TC decries rampant smuggling
The Tobacco Commission (TC) and the police in Mchinji yesterday detained a two-tonne truck carrying flue-cured tobacco suspected to be smuggled to Zambia.
This follows the confiscation in Namitete on Thursday of another two-tonne truck transporting burley believed to have been heading to Mozambique.
The actual volumes of the confiscated tobacco in both cases are yet to be determined, according to TC public relations officer Telephorus Chigwenembe.
He has since wondered why cases of smuggling are rising at a time prices for the leaf are better than the previous years.

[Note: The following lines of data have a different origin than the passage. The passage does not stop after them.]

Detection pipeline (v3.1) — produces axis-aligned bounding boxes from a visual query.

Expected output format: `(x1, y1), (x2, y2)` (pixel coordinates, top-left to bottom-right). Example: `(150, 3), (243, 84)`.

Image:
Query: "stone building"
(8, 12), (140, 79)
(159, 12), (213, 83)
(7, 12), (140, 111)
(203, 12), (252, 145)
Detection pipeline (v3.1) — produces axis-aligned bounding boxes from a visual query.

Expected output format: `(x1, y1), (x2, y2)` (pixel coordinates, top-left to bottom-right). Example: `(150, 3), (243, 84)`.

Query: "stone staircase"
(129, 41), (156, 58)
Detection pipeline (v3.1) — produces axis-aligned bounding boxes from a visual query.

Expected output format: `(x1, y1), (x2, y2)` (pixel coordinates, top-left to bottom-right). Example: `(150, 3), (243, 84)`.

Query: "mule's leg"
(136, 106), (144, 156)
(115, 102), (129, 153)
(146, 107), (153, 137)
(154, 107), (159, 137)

“As we can see, tobacco prices are attractive in the selling floors. We don’t see the reasons for farmers to be tempted to smuggle it. They will lose their investment because we continue confiscating all tobacco being sold illegally,” Chigwenembe said.
On Thursday, the commission and police also seized 447 kilogrammes of tobacco from a Rumphi businessperson suspected to have bought the leaf without a licence.
Four weeks ago, police in Mchinji also intercepted a truck carrying 48 bales of flue-cured tobacco which was about to be smuggled.
The tobacco was later sold at Lilongwe selling floors under the Tobacco Commission’s registration number.
The commission and police are on an anti-illegal tobacco trade monitoring across the country.
During the opening of this year’s tobacco selling season at Chinkhoma in Kasungu on April 15, President Lazarus Chakwera lamented illegal cross-border tobacco trade, observing that the practice denies the country of foreign exchange.
Meanwhile, as of week-four, up to 30 million kilogrammes (kg) of tobacco valued at $81 million (about K142 billion), has been sold at an average price of $2.70 (about K4 727) per kg.
This year, the country is estimated to have produced 140 million kg of the tobacco against a 190 million kg demand.